There's no reason for someone to quickly be able to "understand what's going on" by glancing at your migrations any more than for someone to quickly understand what's going on by glancing at all of the commits in your git repository. It's not a workflow that focuses on a single state of the database. But, rather it is about continuously keeping it up to date. Having small 'commits' to your schema changes allows you to have this. It's easy to understand each individual change in its own context. If you want to know exactly what your schema looks like when you're done running migrations, just run them. I personally have no use for some completely up to date sql file that creates my DB schema.

Yes, you're talking about thousands of migrations over a couple of years. And again, I'm not sure where the desire comes from to be able to look at your migrations and know what's going to come out the other side. That's not what migrations are for. It's so that your coworker can pull down the repo and run the script and only have the specific changes be made to their system. Or, to run the migrations against production. This is important, especially if you're utilizing a branching workflow. You can switch feature branches and handle different forking db schemas for working in the branches, then when they're merged, it's all put together. The atomic nature of the migrations is the primary feature.

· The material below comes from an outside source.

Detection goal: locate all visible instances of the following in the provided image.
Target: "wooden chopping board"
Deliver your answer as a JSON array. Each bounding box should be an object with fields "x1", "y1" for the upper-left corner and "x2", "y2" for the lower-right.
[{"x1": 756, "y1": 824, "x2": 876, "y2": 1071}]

If you don't use the rollback feature then you're not able to work with different schema versions. You're also not using the migration workflow. I think that you really need to try to use the workflow correctly for a while. Your idea of migrations is that they set up the database for you. But, that's not really the core purpose. You can set up your database in Navicat or Sequel Pro or whatever. You can use Navicat to sync your dev db structure to production if you want, etc. The purpose of migrations is to have the atomic changes and to be able to flexibly migrate your database schema. You can bring your db schema up to a certain point (for example, for a feature branch) then bring it back to where it was for any other purpose. (working in a different branch)

Your point about the quick database refresh assumes that you don't want to be working with persistent data, etc. It's actually very limiting if you think about it.

I've seen people use migrations as just a way to create a database schema. Like, you want to make a change to your schema and then you go edit your migration files, destroy your database, and rerun. I'm sure that you can see how this doesn't allow your team reasonable control over schema changes. When you want to bring your database up to date with someone else's work, destroying all of your data is a very poor option. Having small atomic alterations made to your dataset is much more accurately what someone is looking for in that situation.

If you're going to keep going back and editing your migration files, why bother? Why not just store a schema.sql file in your repository and keep updating it. You can have all of the 'drop table' syntax in there so that all you have to do is run it, it'll wipe all of your data, and set up the schema.

Then, I guess in production you better have a nicely maintained list of changes you've made to the database before you deploy new code that's been in production for a month by a team of 4 developers. Because, if you miss something you're going to have some problems. The atomic nature of the alter statements that migrations generate allows you actually test the database changes from a script, not from a faulty human.

The workflow needs to be like this.

generate a new migration for all database schema changes. if you haven't yet pushed a new migration file to remote (where other developers can pull it down) you can continue to rollback that change and alter the migration file. But, once you push it to remote then further changes will need to be in a new migration file. Otherwise, you're causing havoc and slowing down other developers.
after creating the migration, run it forward (php artisan migrate) and test that your dev db is altered in the way that you intend, then roll it back (php artisan migrate:rollback) to test that it rolled back correctly. Then, run it forward one last time nad continue your work. This way your migrations are again, not causing problems for other developers.
when you pull down the code of others, you can run a migrate forward, db:seed, and a composer install (i have a script that does this) then you are up to date and good to go. You didn't have to think about the schema and you didn't have to destroy all of your development database.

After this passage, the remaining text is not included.